Evrim, kuşkusuz faşizm ve ırkçılık için de önemli bir dayanak oluşturdu. Bir ırkın diğerlerine üstün olduğu gibi bir safsatayı “ispatlamaya” çalışan ırkçı düşünürler, 19. yüzyılda Darwin kuramına dört elle sarıldılar.

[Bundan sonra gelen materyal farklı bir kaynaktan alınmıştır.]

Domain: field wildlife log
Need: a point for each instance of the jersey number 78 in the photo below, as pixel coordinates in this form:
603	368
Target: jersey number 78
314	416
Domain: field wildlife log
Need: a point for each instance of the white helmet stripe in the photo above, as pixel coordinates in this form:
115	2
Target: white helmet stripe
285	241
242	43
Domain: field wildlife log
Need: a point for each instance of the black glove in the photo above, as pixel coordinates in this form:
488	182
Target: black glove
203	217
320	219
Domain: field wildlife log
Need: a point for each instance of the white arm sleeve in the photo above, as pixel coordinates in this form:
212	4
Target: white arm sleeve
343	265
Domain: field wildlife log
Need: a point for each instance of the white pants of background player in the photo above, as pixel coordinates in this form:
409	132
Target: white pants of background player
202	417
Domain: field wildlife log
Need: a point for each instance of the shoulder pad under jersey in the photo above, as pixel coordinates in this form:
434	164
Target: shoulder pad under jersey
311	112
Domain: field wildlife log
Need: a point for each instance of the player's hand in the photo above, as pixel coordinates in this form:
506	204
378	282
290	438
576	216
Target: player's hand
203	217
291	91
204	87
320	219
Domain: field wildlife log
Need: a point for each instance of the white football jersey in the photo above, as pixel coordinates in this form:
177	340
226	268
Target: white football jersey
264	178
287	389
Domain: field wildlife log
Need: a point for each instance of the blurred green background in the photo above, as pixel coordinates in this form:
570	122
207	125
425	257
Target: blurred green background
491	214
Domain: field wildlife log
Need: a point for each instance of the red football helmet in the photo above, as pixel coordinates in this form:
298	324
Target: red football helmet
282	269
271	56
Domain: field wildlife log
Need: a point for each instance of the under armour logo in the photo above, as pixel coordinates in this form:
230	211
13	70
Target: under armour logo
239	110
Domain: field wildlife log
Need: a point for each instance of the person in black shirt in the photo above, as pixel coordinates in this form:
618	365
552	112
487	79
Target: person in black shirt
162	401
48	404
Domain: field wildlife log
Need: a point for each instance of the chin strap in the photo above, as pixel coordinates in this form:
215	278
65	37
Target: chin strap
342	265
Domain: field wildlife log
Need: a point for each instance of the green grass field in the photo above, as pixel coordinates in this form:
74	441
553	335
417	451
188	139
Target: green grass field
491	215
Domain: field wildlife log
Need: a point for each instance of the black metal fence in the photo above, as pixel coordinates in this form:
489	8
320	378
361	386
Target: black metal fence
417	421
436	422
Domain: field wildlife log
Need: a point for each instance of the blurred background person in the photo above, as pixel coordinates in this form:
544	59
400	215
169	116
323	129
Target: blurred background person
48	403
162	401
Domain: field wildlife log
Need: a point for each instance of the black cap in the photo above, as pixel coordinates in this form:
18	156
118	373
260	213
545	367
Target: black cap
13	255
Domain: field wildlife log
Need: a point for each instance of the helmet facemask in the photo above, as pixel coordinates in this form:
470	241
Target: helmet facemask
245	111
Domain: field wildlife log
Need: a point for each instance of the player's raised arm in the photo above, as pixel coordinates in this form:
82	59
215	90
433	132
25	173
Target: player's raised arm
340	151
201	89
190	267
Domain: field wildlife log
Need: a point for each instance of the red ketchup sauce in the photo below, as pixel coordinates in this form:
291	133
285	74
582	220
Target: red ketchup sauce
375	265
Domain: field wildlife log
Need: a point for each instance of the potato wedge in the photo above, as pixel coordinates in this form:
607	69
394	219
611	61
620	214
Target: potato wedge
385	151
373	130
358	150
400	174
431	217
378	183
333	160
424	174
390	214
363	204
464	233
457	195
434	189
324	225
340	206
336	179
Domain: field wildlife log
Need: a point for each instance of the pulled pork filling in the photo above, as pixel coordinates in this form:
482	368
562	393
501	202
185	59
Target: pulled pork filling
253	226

Darwin’in, canlıların evrim süreci içinde gelişerek var oldukları ve dolayısıyla bu süreçte geçirdikleri aşamalara göre bir hiyerarşi içinde bulundukları iddiasını, bu kez toplumlara uyguladılar. “Sosyal Darwinizm” adı verilen ve Evrim’in yeni bir uyarlaması olan bu teoriye göre, bazı ırklar, Evrim süreci içinde daha iyi gelişim göstermişler ve “bilimsel” bir biçimde diğer ırklara üstünlük sağlamışlardı. “Beyaz adam”ın diğer ırklara üstün olduğu iddiası böylece kendine sözde bilimsel bir dayanak buldu. 19. yüzyıl sömürgecileri, bu teori ile yaptıkları sömürüyü meşrulaştırmayı denediler.

Böylece, Evrim Teorisi, din-dışı tüm ideolojilerin kaynağı haline geldi. Kapitalist, sosyalist ya da faşist ideolojilerin savunucuları, aralarındaki tüm farklara rağmen, Evrim Teorisi'ne ve onun ispatlamaya çalıştığı "yaratılmamışlık" iddiasına sahip çıktılar. Çünkü bu teori sayesinde dine karşı tutarlıymış gibi gözüken bir alternatif bulmuş oluyorlardı. Bu teoriden öylesine yararlandılar ki, sonunda onu bizzat dine de uygulamaya kalktılar.

Canlıların varlığını din-dışı bir temelde sözde açıklayan teori, dinin varlığını da din-dışı bir temelde açıklamaya kalktı: Buna göre, din, Allah'ın insanlara gösterdiği yol değildi: Din, insanların toplumsal gelişim süreci içinde kendi kendilerine uydurdukları bir inançtı. "Dinlerin Evrimi" adı verilen bu teoriye göre, din ilk olarak ilkel toplumlarda tabiat güçlerine tapınma şeklinde başlamış, ardından putatapıcılığa dönüşmüş, son olarak da tek-ilahlı büyük dinler doğmuştu.

Kısacası Evrim, din-dışı dünyanın geliştirdiği tüm ideolojilerin temelini oluşturmaktadır. Dolayısıyla bu dünyanın önde gelen tüm kişi ve kurumları, bu teoriyi topluma kesin bir gerçekmişçesine kabul ettirmek durumundadırlar. Aksi takdirde, kendilerini yaratanın Allah olduğunun gerçekten farkına varan ve dolayısıyla da yalnızca O’na karşı sorumlu olduklarının bilincine ulaşan insanlar, sözkonusu ideoloji ve sistemleri tanımayacaklardır. Bu nedenle Evrim’in topluma kabul ettirilmesi, din-dışı dünyanın “olmazsa olmaz” şartıdır

Ve yine bu nedenle, bir yüzyılı aşkın bir zamandır, hem dünyada, hem de ülkemizde Evrim, sistemli bir kampanya ile topluma kabul ettirilmeye çalışmaktadır.